I also had strange ghosting and flickering that happened with some of the lighting. Turning off "dynamic shadows" in some areas seemed to have fixed it, and then I found this explaining that "This happens when I have multiple static or movable rect lights with large or overlapping attenuation radiuses". Disabling the shadow denoiser seems to "fix" this but I didn't do that. I just adjusted the lights in my case.
Little things like this worry me because I don't know what I'm doing, so it's a bit of a guessing game when you adjust the settings. I don't want to disable/enable too much in the settings because I KNOW that eventually that's going to cause problems when the project grows and I forget what I did or didn't do.

Weirdly between 5.1 and 5.4 "one media opened" stopped working for video in my specific case. It still worked in 5.3, although it would fire more than once... in 5.4 it completely stopped. There seemed to be weird quirks in general with video but I didn't really need "on media opened" so I changed how I was implementing that.


("Assertation" is a both vague and strangely specific word choice but it stopped happening once I restarted my computer.)

At this point you can imagine that I think I will have a good cry before ever doing this again. It honestly felt like fixing one thing would break a ton of other things and it took a lot of searching through forums to figure out why.

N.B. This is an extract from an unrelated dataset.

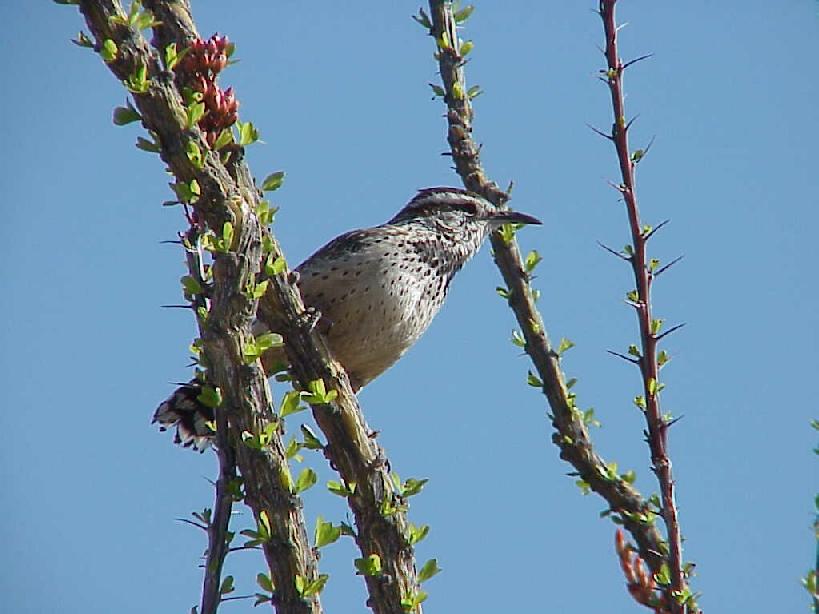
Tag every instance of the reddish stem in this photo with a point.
(657, 426)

I don't like not understanding why a fix "fixed" something because you know that it will come back to haunt you.
Most of the issues came down to having to refresh, and rebuild everything. Restarting my computer also worked in some cases... weirdly enough.

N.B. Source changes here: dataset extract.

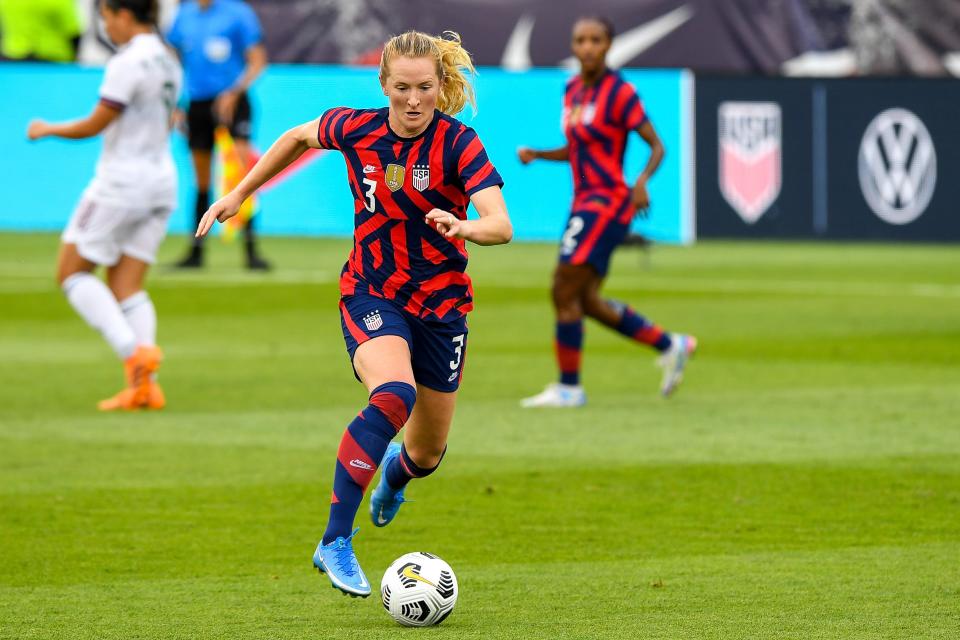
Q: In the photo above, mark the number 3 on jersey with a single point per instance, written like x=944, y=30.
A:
x=569, y=241
x=371, y=203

For example, there was some inexplicable issue that I could not recreate for the life of me so I'll just take the victory that it stopped happening but... When I upgraded directly from 5.1 to 5.4 the WPO on the landscape was flat out broke. No WPO at all. Looking around nobody seemed to have this issue. So I thought that 5.4 was probably not a good version (others said it was buggy, but in general people say that about things)... and I tried settling into 5.3.
There was no issue with landscape and WPO in 5.3... but eventually, in working on fixing everything, I upgraded from 5.3 to 5.4 and the WPO issue was gone. I did nothing to fix it. This should keep me up at night, but I'm assuming that it must have been some cache or saved thing somewhere that got rebuilt.

Other issues were interesting, and I'm happy to say that I think it's gotten me closer to understanding the weird little quirks in Unreal.
For example, my latest one...


If I deleted something from my level it would still show up when built or while play testing. These were things that were also set to "hidden in game" and "is editor only"... They'd just show up after deleting.
Rebuilding my HLOD's fixed this, so it's good to know that you have to do that regularly in open worlds... also cleaning up references helps. Little things like this are new to me because I'm used to just deleting something and it's properly gone.
Here there seems to be all sorts of caching so you have to be careful.
I probably sound ignorant... Yes, I'm still learning... Here's to logging my journey!

There are still plenty of issues I'm facing with my runtime virtual textures on the landscape but I don't really care at this point. There's plenty of documentation out there to help me understand. I'll take the win. I'm glad to say that I can continue building on BlueSuburbia using 5.4 now!